GALLIPOLI - Basta con le inondazioni e i danni causati dalle forti mareggiate invernali. E’ un imperativo che aleggia ormai da diversi anni soprattutto per la zona più vulnerabile della costa gallipolina, quella del seno della Giudecca. Ma non solo, visto che l’azione dell’erosione costiera ha sensibilmente indebolito tratti di litorale notevoli lungo la dorsale nord e del lungomare di scirocco, così come  nei tratti alle falde delle antiche mura urbiche del centro storico. L’assottigliamento della barriera frangiflutti nel tratto del seno della Giudecca è comunque quello che ha determinato le preoccupazioni maggiori in termini di sicurezza. E come accade ormai da oltre cinque anni (i segni dell’ultima devastante mareggiata del 1° novembre scorso sono ancora visibili) quel tratto di litorale è alle prese, continuamente, con la devastazione della banchina, del manto stradale e degli arredi che insistono fronte-mare. Per dare risposte adeguate e concrete a tale situazione, da palazzo Balsamo viene annunciato un provvedimento propedeutico per fronteggiare la problematica legata alla furia del mare. 

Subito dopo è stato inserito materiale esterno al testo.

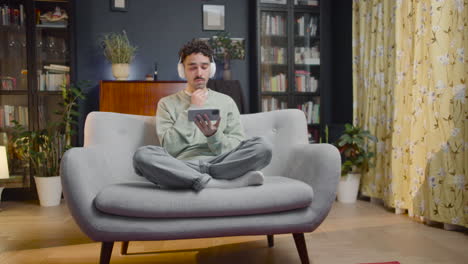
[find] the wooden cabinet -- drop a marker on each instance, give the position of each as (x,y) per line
(135,97)
(291,59)
(142,97)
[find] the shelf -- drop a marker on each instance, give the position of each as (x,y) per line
(274,65)
(301,39)
(53,1)
(306,65)
(41,26)
(306,93)
(49,92)
(270,93)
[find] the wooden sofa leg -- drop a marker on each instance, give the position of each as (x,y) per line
(106,252)
(301,247)
(124,248)
(271,240)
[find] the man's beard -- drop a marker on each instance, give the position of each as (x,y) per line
(200,85)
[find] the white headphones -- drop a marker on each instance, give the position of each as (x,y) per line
(180,68)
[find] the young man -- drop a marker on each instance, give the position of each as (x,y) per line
(201,153)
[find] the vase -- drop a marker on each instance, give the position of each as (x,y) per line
(49,190)
(227,75)
(121,71)
(348,188)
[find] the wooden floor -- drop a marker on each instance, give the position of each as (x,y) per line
(357,233)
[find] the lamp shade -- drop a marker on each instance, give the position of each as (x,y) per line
(4,173)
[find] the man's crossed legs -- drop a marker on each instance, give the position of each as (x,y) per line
(236,168)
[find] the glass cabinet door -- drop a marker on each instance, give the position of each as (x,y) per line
(52,44)
(307,64)
(13,63)
(14,99)
(273,59)
(306,52)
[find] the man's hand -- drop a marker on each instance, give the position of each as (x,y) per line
(199,97)
(206,127)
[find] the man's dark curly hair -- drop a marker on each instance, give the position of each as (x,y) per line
(195,46)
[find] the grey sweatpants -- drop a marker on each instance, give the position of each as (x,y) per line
(158,166)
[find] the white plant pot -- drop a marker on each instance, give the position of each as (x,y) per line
(49,190)
(121,71)
(1,190)
(348,188)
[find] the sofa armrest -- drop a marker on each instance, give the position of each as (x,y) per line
(318,165)
(84,172)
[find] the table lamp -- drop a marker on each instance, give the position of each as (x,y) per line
(4,173)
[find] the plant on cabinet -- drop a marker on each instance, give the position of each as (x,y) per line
(119,52)
(356,159)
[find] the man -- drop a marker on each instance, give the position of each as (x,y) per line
(201,153)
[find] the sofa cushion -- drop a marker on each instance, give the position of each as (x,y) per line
(145,199)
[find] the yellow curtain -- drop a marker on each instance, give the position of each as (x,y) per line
(410,72)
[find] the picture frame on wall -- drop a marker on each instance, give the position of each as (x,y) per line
(119,5)
(213,17)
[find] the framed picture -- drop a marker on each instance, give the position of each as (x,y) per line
(119,5)
(213,17)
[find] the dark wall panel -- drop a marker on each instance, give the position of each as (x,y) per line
(342,84)
(159,28)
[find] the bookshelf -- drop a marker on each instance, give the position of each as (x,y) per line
(36,57)
(290,58)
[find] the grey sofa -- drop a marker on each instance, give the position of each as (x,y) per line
(111,203)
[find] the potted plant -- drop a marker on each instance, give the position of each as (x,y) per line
(43,148)
(119,52)
(227,49)
(356,160)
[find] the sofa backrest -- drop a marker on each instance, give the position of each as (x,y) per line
(122,134)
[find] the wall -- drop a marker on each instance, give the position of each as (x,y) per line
(341,110)
(159,28)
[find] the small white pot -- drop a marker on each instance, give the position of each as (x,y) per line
(1,190)
(348,187)
(49,190)
(120,71)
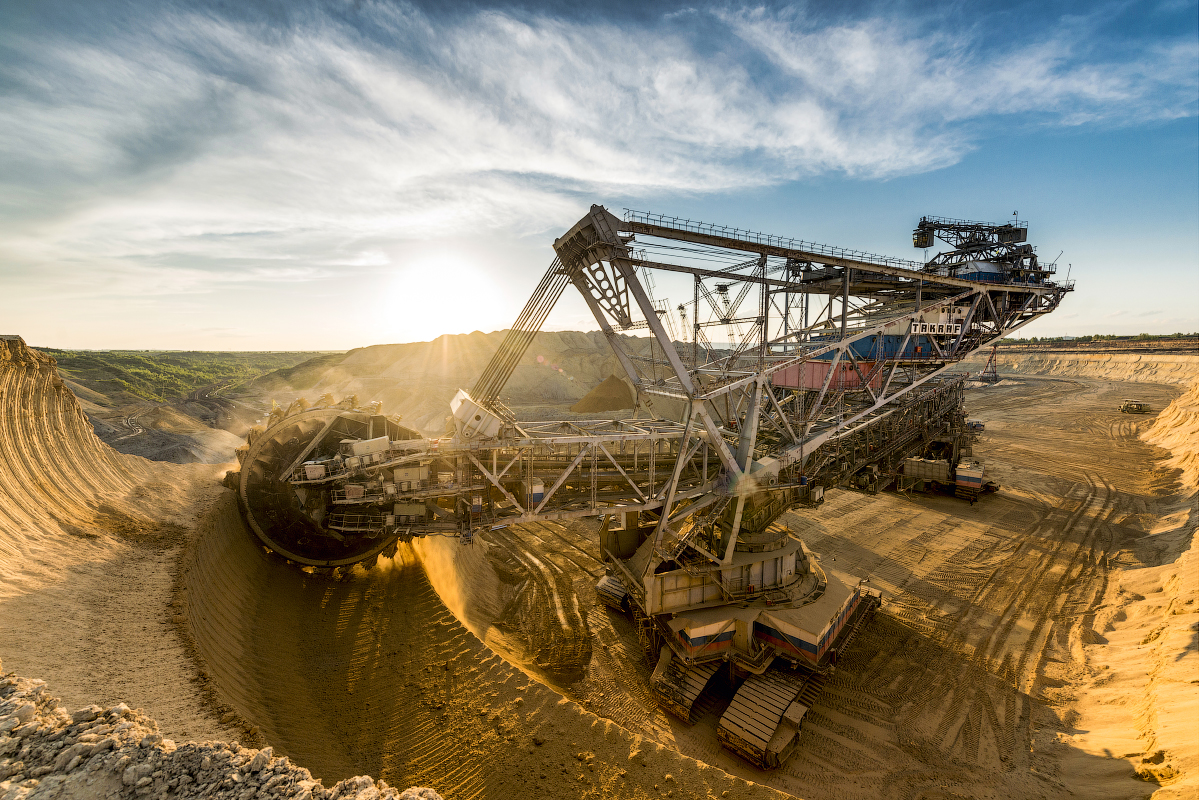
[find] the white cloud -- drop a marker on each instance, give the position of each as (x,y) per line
(195,138)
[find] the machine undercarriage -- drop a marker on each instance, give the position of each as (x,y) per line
(835,371)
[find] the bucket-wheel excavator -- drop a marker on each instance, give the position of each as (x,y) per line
(801,367)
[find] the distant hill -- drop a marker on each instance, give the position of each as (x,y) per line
(418,380)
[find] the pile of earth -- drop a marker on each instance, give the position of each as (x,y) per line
(49,752)
(610,396)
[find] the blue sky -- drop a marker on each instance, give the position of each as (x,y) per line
(331,175)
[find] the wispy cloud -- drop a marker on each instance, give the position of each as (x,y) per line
(187,137)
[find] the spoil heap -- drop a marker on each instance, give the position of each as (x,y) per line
(612,395)
(49,752)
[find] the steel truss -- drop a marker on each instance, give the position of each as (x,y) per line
(833,360)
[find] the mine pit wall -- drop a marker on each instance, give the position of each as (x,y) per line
(57,477)
(1140,654)
(1143,368)
(373,674)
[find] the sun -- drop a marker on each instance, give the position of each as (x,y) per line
(443,293)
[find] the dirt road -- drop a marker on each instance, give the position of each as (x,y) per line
(961,687)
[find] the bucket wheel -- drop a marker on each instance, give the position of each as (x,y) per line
(288,518)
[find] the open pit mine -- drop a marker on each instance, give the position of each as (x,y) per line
(838,545)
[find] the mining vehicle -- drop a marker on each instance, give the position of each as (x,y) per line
(798,367)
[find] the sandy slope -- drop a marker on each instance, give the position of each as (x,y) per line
(88,547)
(418,380)
(366,674)
(1037,644)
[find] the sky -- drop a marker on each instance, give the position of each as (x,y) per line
(328,175)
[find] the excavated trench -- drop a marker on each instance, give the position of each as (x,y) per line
(377,672)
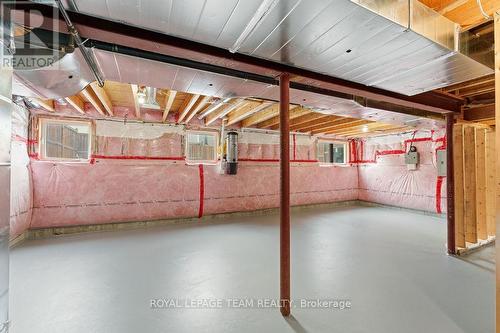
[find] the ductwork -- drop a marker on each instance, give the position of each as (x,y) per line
(397,45)
(367,42)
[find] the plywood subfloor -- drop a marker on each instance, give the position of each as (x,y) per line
(390,263)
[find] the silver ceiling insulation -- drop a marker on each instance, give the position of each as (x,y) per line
(398,45)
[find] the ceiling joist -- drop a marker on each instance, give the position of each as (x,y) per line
(77,103)
(169,101)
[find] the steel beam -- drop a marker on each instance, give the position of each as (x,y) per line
(284,194)
(121,34)
(5,142)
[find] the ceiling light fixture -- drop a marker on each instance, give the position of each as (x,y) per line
(264,9)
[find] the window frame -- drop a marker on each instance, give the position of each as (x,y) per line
(42,139)
(186,147)
(332,141)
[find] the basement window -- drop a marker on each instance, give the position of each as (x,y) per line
(201,147)
(65,140)
(334,153)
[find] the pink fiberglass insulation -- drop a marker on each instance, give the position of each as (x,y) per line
(138,173)
(384,177)
(21,189)
(116,191)
(125,181)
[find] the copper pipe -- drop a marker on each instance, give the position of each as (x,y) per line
(450,184)
(284,194)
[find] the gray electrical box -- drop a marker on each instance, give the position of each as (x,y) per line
(411,157)
(441,162)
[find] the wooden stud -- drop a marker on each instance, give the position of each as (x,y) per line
(458,159)
(481,183)
(169,100)
(77,103)
(490,183)
(187,107)
(137,107)
(90,95)
(103,97)
(470,185)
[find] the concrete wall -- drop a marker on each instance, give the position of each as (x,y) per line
(384,177)
(138,173)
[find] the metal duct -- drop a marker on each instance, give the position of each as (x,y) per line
(397,45)
(123,68)
(64,78)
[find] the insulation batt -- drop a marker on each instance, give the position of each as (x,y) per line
(388,181)
(138,173)
(142,188)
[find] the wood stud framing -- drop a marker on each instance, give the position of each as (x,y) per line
(474,152)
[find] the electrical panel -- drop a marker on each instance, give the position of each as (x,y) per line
(441,162)
(412,158)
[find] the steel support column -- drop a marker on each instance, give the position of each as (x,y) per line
(450,184)
(285,194)
(5,141)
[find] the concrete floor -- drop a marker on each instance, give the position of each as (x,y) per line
(390,264)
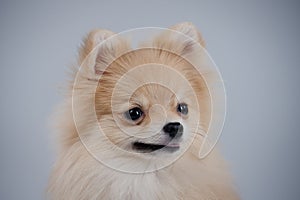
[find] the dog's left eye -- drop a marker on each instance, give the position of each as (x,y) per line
(134,114)
(182,108)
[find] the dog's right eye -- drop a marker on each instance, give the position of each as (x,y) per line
(134,114)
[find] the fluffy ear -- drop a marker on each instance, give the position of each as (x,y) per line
(100,48)
(181,39)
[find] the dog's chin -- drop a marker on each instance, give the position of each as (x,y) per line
(144,147)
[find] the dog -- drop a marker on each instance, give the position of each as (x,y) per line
(134,119)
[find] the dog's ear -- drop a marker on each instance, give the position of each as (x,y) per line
(182,39)
(100,48)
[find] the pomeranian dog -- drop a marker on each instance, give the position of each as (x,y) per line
(134,120)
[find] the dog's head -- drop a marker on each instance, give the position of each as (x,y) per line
(150,100)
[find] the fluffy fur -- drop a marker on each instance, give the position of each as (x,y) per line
(114,78)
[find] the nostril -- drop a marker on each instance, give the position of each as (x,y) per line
(173,129)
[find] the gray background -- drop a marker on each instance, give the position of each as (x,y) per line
(254,43)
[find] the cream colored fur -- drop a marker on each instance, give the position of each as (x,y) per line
(78,174)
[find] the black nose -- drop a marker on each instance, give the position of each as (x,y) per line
(173,129)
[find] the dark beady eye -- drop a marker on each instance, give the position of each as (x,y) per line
(182,108)
(134,114)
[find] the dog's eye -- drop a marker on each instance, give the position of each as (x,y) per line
(183,108)
(134,113)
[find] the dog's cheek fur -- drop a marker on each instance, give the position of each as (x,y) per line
(78,175)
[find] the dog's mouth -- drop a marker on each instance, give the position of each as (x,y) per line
(150,147)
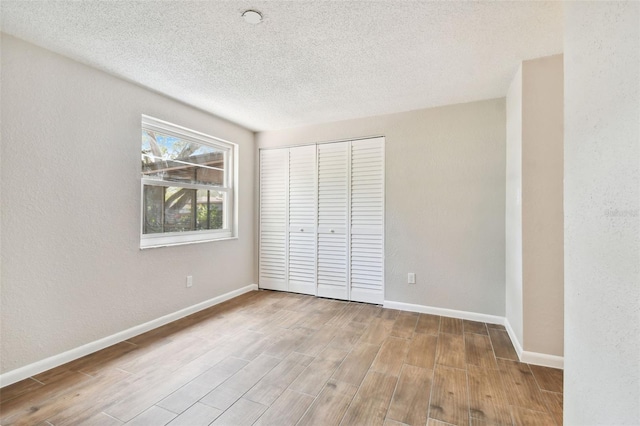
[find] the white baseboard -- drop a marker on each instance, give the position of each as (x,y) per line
(72,354)
(545,360)
(517,345)
(535,358)
(472,316)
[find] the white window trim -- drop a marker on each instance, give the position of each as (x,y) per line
(230,215)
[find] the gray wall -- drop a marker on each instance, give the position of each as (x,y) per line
(445,204)
(72,271)
(542,215)
(513,206)
(534,216)
(602,219)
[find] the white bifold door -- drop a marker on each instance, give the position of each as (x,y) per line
(322,220)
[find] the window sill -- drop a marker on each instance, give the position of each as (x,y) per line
(150,245)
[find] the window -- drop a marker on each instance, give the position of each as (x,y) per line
(188,185)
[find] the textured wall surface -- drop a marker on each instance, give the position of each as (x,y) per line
(513,208)
(542,215)
(602,213)
(308,61)
(445,202)
(72,270)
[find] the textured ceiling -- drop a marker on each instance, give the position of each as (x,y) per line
(308,61)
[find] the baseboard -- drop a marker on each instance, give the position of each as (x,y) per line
(536,358)
(545,360)
(517,345)
(472,316)
(38,367)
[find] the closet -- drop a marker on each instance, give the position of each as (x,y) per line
(322,219)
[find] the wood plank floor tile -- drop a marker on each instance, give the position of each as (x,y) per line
(355,366)
(154,415)
(502,346)
(549,379)
(225,395)
(329,407)
(17,389)
(391,356)
(136,402)
(525,417)
(27,405)
(451,325)
(286,410)
(196,415)
(248,345)
(449,401)
(313,378)
(193,391)
(390,314)
(487,398)
(475,327)
(285,343)
(242,413)
(346,315)
(479,351)
(496,326)
(554,405)
(389,422)
(316,342)
(315,361)
(369,406)
(368,313)
(269,388)
(410,402)
(522,389)
(434,422)
(428,324)
(86,397)
(345,338)
(422,351)
(101,419)
(405,325)
(450,350)
(378,330)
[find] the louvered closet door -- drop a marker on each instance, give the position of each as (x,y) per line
(367,220)
(333,220)
(273,218)
(302,219)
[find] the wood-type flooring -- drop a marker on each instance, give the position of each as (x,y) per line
(270,358)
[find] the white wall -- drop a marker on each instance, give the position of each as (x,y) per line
(72,271)
(445,183)
(602,213)
(513,205)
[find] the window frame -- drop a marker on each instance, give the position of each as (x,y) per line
(230,208)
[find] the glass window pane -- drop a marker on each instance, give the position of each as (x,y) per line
(153,206)
(210,209)
(178,209)
(179,160)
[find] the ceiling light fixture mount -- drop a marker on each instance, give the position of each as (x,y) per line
(252,16)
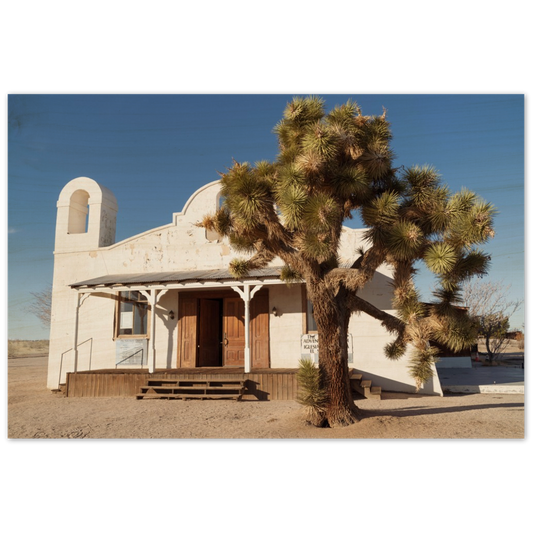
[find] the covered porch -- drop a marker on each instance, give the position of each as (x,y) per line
(213,311)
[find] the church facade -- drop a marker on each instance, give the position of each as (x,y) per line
(164,299)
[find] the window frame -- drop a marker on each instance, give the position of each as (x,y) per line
(307,308)
(122,298)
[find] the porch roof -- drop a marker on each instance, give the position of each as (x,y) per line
(178,279)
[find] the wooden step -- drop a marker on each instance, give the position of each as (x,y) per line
(213,389)
(183,396)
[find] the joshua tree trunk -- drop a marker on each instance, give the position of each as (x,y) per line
(332,317)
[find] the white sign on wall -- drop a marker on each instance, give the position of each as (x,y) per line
(309,347)
(131,352)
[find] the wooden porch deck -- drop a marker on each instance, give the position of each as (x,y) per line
(261,384)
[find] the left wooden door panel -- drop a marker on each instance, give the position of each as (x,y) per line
(188,332)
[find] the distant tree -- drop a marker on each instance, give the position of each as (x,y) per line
(488,307)
(330,165)
(41,305)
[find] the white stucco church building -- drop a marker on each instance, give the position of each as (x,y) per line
(164,300)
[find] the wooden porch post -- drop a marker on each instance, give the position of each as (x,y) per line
(153,296)
(75,337)
(247,296)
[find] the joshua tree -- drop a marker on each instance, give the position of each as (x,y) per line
(330,165)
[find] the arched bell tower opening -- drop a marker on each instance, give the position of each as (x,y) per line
(86,216)
(78,216)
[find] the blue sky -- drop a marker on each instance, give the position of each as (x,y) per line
(154,150)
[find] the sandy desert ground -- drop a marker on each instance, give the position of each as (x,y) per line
(33,412)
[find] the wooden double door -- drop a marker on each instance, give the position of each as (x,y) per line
(211,330)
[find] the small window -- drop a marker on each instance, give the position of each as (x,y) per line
(311,324)
(132,316)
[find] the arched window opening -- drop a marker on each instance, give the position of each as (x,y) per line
(78,219)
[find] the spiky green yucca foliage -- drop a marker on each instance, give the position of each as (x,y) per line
(311,391)
(330,165)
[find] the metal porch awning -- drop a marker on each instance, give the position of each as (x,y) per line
(176,279)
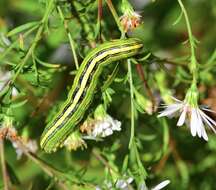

Si tratta di uno studio di fattibilità commissionato dalla giunta del sindaco Francesco Errico, finalizzato ad individuare le azioni da intraprendere e le opere di difesa costiera da realizzare e con le quali bloccare il processo di erosione in atto, garantire la conservazione il riassetto e la valorizzazione dei luoghi, assicurare la pubblica incolumità e le attività turistiche e produttive legate a detti luoghi. È quanto ha stabilito dunque nei giorni scorsi l’amministrazione comunale al fine di fronteggiare un fenomeno, quello delle violente mareggiate in condizioni meteo marine avverse, particolarmente gravoso per l’intera città. Un fenomeno che, col passare del tempo, ha dato luogo a fenomeni erosivi di tratti del banco roccioso e di parte delle difese storiche, determinando, oltre al degrado ambientale e paesaggistico, una situazione di potenziale rischio per l’incolumità pubblica, nonché di pericolo incombente per opere pubbliche e private.

Per questo, a quanto comunicato, l’esecutivo ionico è impegnato a porre in essere tutti gli adempimenti per addivenire al riordino degli strumenti urbanistici e programmatori, ritenendo prioritario l’adozione di un atto di pianificazione utile per individuare le azioni di intervento tali da bloccare le situazioni di potenziale pericolo. “Un atto che sottolinea l’impegno posto in essere dall’amministrazione comunale nella propria attività di programmazione e di pianificazione” dice il sindaco Errico, “mirate proprio ad affrontare le problematiche più impellenti della nostra città. Tra queste rientra sicuramente la questione della difesa costiera e della necessità di fronteggiare con interventi pienamente risolutivi condizioni meteo marine avverse che spesso e volentieri creano difficoltà serie alla cittadinanza. L’atto posto in essere di recente dall’esecutivo va proprio nella direzione di dare risposta compiuta a tale necessità”.

Di qui lo studio di ingegneria, primo passo utile per  individuare un piano di interventi per la tutela e la difesa della fascia costiera gallipolina che sarà quindi poi valutato con il Genio civile per garantire le forme di finanziamento e la posa in opera.